So it finally happened – Facebook set up a licensing deal with Universal Music and I’m sure that licensing deals with the other majors are soon to follow. They are going to finally get what they want , and if they really want have us all by the balls. This is going to make for a very interesting future ofr the music industry and I wanted to take some time to get the obligatory think piece in to share my two cents of what I think is going to end up shaking out with this whole thing and what the next steps are going to be for us to develop in an industry that seems to be increasingly dominated by a few major players and then the rest of us sort of muddling along and trying to find a path in an industry that is so often just very emotionally trying. So in the spirit of grabbing the music world by the balls lets sit down and discuss what could happen next with this whole thing and how screwed we might end up being if it really goes south.
First off I want to go on the record and say that I think this is going to be a good thing for independent artists at least initially. The problem I’ve had with Facebook for a long time is that even as they are becoming the biggest video service in the world they, until today, were not paying the artists anything for their content. This was a huge legal issue and I am legitimately grateful for this. It means that any artist with even a little bit of distribution through the Orchard or one of the other majors is going to be able to start seeing a lot more money and given Facebooks nature for songs to go viral I think this is going to be helpful. That being said I could see this quickly becoming the same sort of thing that makes Spotify so frustrating inasmuch as it’s going to quickly become a place where the rich get richer. But I also think that we are going to see new plans of attack for content that could become very important.
It’s also going to mean that a lot more artists are going to be taking Facebook seriously, putting more content on the site and even using it to migrate away from Youtube. There aren’t a ton of full music videos featured exclusively on Facebook yet, but that’s all about to change. It’s also going to lead to some very interesting battles between Youtube and Facebook for your content. What it could realistically mean is that Facebook or Youtube start trawling each others databases and deprioritizing content if it gets featured by competitors. This could rapidly lead to a sort of clusterfuck that I think Facebook will inevitably win – simply because it is better suited for that kind of content. After all – people check Facebook every day, not everyone is checking Youtube every day. That being said I also think that a winner is going to need to be declared early simply because people aren’t going to want to have two separate platforms for music videos.

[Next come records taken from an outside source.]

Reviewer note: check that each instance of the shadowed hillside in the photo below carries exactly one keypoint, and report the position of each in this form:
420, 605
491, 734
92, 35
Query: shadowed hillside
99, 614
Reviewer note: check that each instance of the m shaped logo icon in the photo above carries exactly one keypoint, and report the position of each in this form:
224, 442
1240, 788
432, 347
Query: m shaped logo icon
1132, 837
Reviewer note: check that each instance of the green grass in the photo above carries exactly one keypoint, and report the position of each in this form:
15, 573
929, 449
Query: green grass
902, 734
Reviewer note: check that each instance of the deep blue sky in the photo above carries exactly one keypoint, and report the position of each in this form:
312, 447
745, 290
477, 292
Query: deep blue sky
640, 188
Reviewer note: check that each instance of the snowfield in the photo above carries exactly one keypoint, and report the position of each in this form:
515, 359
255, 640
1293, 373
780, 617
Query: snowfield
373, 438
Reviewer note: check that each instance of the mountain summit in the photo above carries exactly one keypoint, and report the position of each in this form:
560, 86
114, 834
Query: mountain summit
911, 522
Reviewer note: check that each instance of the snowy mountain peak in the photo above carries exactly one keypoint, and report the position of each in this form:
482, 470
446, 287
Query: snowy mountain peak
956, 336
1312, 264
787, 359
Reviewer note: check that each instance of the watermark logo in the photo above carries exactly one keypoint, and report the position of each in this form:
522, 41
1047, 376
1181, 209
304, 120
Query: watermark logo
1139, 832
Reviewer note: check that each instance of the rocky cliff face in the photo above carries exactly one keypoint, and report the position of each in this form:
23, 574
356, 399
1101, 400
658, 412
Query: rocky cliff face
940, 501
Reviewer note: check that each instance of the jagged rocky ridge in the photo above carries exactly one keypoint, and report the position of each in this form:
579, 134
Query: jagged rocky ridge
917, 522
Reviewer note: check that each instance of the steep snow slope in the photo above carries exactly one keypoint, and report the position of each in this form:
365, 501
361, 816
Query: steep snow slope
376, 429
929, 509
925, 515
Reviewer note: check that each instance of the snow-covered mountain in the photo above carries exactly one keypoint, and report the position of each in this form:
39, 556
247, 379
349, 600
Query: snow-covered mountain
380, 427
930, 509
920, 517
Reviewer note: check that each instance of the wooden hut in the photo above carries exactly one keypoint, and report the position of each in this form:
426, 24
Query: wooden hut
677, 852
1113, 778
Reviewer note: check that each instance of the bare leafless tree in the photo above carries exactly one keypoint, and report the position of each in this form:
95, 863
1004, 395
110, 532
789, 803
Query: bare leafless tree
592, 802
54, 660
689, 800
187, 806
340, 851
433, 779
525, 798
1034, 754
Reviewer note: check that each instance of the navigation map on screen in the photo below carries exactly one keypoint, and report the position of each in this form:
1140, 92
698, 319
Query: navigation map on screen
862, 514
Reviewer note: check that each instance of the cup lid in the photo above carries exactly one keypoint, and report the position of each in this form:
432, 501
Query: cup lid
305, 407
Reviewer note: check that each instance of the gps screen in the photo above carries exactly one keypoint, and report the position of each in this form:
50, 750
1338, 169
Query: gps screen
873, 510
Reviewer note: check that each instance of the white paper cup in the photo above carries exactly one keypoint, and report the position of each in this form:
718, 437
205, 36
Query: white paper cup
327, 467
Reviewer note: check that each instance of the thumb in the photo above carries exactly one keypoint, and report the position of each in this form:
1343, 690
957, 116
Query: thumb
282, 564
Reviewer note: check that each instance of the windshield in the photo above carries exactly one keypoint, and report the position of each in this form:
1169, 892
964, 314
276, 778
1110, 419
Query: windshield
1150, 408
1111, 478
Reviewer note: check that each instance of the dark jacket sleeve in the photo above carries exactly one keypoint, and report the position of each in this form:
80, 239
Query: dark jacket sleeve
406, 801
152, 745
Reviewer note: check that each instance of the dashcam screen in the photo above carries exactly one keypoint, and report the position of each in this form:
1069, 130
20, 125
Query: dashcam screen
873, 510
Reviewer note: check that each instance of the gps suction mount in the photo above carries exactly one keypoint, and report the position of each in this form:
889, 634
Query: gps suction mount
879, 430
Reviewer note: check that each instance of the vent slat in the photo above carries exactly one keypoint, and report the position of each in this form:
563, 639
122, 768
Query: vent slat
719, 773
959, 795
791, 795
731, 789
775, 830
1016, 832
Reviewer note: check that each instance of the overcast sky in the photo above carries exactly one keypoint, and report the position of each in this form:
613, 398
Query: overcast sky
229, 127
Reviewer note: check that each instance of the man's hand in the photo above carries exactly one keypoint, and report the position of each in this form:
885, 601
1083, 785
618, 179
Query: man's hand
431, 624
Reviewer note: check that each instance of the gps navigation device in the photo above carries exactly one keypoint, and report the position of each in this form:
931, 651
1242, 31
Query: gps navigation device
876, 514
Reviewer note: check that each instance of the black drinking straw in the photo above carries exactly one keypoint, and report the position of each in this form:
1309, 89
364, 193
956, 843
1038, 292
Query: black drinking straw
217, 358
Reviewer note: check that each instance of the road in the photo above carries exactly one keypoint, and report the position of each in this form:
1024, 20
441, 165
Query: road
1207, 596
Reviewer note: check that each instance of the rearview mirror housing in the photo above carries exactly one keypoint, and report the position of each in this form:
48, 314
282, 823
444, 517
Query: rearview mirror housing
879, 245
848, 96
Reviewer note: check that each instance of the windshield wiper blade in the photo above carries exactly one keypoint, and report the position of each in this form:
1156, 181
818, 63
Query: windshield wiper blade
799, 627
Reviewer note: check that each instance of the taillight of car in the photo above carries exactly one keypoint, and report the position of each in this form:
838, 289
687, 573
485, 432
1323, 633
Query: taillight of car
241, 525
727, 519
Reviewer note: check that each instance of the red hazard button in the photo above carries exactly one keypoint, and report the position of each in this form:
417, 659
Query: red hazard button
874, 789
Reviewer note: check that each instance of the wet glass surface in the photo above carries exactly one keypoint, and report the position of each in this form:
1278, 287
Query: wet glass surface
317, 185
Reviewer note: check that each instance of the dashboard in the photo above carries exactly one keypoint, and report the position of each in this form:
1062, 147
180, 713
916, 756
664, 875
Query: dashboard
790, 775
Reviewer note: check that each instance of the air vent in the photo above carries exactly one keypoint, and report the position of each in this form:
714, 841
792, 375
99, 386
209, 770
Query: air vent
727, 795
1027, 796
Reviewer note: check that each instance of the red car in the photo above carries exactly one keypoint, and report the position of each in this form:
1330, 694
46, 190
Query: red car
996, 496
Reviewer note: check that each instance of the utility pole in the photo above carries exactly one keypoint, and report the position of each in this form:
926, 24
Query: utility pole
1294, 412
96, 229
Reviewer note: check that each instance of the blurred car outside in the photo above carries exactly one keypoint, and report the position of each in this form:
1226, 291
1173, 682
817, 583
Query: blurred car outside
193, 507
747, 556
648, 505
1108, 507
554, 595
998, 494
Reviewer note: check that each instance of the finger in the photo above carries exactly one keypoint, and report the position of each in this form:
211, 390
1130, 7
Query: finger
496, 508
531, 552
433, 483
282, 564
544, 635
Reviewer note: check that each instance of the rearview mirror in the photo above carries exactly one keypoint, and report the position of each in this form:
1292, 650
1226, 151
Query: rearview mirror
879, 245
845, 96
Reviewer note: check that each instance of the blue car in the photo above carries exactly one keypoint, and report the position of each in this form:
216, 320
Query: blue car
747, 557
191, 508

As we’re delving into the world of content hubs I think it’s also important to realize that music is going to start being released in new and weird ways and featured on Facebook videos in ways that none of us expect. While the extent of the tracking technology Facebook will be using hasn’t been released yet I think we can tell that there is going to be a pretty substantive forward momentum for monetizing your Facebook content in weird and new ways. If this leads to even more ads on Facebook though I could see this becoming problematic. That’s why I think I need to predict a grim reality. Your music is going to get more shared the more you sponsor it, which in turn leads to you getting a minor payout. Think about that. For a 1% return on investment artists will think they are doing the smart thing. That’s pretty clever right? Suddenly we are paying the people who are supposed to be paying us. I doubt even the Taylor Swifts of the world are going to actually make money on this.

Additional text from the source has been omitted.